Vale destacar que os atores relevantes no SEB foram variando ao longo do tempo. Alguns deles, como o Banco Nacional do Desenvolvimento (BNDES) foram incluídos dentro de um nível ou outro, segundo as funções desempenhadas no setor. As empresas estaduais de energia também foram consideradas no nível de SEB, mas não como governamentais, uma vez que não dependem do governo federal.

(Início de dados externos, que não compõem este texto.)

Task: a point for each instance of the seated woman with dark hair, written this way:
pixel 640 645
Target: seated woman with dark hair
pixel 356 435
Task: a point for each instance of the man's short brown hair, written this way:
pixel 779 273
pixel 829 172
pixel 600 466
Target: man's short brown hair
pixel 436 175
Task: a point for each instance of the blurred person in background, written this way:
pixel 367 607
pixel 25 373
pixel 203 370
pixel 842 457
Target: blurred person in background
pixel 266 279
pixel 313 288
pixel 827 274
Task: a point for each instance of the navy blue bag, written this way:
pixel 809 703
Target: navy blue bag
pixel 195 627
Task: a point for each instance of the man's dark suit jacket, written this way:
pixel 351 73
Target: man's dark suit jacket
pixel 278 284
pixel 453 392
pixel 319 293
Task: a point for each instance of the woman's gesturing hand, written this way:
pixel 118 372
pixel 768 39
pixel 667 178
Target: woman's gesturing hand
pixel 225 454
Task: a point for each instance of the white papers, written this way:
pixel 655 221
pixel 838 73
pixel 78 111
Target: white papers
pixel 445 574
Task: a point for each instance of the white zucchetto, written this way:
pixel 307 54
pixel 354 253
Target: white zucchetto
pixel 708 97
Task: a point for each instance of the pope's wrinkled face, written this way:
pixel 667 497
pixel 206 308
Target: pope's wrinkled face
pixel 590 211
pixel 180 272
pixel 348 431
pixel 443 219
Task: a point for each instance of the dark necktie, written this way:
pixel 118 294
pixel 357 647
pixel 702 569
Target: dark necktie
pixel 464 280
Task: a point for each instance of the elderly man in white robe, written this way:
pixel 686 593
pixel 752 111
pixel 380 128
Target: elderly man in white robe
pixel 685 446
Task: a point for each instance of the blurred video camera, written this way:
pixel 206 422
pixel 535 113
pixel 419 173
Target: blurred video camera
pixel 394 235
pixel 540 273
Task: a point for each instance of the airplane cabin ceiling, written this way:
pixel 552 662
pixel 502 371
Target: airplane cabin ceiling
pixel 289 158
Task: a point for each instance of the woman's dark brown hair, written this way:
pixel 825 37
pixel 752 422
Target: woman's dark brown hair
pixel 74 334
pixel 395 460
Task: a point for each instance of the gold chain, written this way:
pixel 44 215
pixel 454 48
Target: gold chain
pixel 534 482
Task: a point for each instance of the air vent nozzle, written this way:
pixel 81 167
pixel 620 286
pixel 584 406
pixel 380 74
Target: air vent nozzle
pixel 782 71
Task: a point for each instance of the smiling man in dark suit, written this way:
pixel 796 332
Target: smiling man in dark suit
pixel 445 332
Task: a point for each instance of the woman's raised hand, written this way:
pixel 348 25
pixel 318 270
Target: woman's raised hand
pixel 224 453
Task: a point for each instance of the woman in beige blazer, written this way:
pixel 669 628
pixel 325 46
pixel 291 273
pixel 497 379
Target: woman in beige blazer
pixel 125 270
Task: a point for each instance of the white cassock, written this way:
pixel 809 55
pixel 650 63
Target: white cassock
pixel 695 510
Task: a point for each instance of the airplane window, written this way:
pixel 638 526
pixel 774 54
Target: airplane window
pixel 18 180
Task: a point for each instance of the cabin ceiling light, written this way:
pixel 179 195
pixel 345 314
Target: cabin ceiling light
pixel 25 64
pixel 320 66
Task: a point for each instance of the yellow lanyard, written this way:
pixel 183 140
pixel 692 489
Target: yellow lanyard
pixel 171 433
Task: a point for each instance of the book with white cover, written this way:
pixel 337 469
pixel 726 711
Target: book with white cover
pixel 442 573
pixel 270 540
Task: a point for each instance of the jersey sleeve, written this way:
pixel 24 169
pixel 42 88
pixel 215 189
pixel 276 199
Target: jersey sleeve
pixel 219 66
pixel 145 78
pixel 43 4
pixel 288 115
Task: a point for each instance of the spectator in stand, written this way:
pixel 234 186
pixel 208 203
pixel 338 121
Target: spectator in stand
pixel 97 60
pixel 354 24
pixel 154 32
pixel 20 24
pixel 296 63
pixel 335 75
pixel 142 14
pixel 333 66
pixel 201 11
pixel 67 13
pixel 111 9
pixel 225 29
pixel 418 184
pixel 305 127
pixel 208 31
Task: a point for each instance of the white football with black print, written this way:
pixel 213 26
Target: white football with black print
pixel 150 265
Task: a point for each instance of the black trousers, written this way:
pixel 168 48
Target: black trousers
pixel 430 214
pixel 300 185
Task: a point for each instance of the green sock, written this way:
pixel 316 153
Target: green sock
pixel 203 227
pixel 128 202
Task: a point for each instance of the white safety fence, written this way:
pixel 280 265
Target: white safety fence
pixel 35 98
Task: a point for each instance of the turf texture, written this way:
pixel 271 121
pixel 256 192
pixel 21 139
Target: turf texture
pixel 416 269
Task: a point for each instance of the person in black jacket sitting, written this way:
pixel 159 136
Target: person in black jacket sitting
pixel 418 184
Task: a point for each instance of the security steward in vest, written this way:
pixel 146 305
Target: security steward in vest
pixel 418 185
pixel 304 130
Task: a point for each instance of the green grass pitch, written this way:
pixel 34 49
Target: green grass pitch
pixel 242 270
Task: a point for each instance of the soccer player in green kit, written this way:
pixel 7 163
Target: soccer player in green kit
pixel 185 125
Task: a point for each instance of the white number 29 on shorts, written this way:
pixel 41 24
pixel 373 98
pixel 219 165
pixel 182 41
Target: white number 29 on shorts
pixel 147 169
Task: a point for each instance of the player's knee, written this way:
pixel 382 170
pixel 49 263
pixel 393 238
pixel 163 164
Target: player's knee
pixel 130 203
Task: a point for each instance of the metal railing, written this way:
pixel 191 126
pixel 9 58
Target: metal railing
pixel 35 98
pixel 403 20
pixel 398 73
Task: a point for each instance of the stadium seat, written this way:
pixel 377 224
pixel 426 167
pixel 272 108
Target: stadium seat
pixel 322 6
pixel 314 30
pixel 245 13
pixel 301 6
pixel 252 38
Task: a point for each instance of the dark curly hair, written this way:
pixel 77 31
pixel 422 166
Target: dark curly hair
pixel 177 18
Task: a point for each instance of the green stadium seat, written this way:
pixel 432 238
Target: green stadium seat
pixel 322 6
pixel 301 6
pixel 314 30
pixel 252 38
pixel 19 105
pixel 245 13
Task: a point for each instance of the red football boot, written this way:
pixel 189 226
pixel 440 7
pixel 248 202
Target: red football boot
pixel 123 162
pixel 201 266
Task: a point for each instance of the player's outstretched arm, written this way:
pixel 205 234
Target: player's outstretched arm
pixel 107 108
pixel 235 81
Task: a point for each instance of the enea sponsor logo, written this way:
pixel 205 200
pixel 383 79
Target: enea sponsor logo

Finalmente, o último elemento do regime a ser considerado no modelo são as

capacidades materiais, os componentes técnicos e de infraestrutura disponíveis a

cada momento. Neste elemento, são destacadas as tecnologias disponíveis em termos de tipos de usinas existentes no Brasil, projetos de pesquisa em uso de fontes específicas, canais de financiamento e recursos naturais disponíveis. Como o foco é na geração de energia elétrica, elementos como as linhas de transmissão são considerados, mas não são centrais.

Mais uma distinção relevante na análise é aquela entre inovação radical e inovação incremental. A primeira define o processo de geração de um produto, serviço ou processo completamente novo enquanto a segunda refere a incorporação de modificações, consideradas melhoras, a um produto ou processo já existente. Como

já mencionado, Geels e outros estudiosos da inovação consideram que existe uma tendência ao surgimento de dependência de trajetória estimulada por diferentes variáveis institucionais que fecham as possibilidades de gerar inovação radical (GEELS, 2004; GEELS e SCHOT, 2007; VERBONG e GEELS, 2007). Segundo essa afirmação, as invenções radicais têm poucas chances de serem incorporadas em regimes sociotécnicos estáveis e alinhados, pelo qual elas permanecem nos nichos. Quando existem tensões e defasagens (mismatches) nas atividades dos grupos sociais e nos regimes sociotécnicos, são criadas “janelas de oportunidades” para que essas invenções possam ingressar no regime, criando inovações radicais (GEELS, 2004, p. 914). Essa perspectiva supõe que mudanças radicais são possíveis apenas quando a estrutura atravessa um período de “crise”, mas não considera a possibilidade de que algumas estruturas (regras e capacidades técnicas) criem condições para a produção de inovação radical sem necessidade de situações conjunturais críticas, ideia incluída nos estudos sobre Variedades de Capitalismo (HALL e SOSKICE, 2001). Estes argumentos são retomados na última seção do capítulo, pois neles radica o germe que fundamenta as hipotéticas relações entre variáveis a serem testadas no modelo.

A última consideração está relacionada com o mencionado no parágrafo anterior. No modelo de Geels, na explicação da coevolução entre tecnologia e instituições, as ações de policy-makers ao criar novas regras são uma resposta às mudanças na tecnologia, geralmente considerada em termos de inovação de produto. No meu modelo contempla-se a possibilidade de, primeiro, as novas formas de gerir o sistema sociotécnico (mudanças substanciais nas regras) poderem ser consideradas inovações; e segundo, que às vezes são os policy-makers quem criam regras para produzir mudanças na tecnologia (no sistema sociotécnico), puxando a incorporação de invenções seguindo incentivos diferentes em busca de lucro. Isso se desprende da existência de pressões ao sistema por fora do mercado, especialmente quando os atores governamentais estão fortemente envolvidos no regime4.

4 Como será amplamente discutido nos próximos capítulos, resulta evidente no nosso estudo de caso

a combinação entre um mismatch na satisfação das funções sociais do sistema elétrico e os incentivos políticos de “ganhar eleições” entre os principais atores decisores.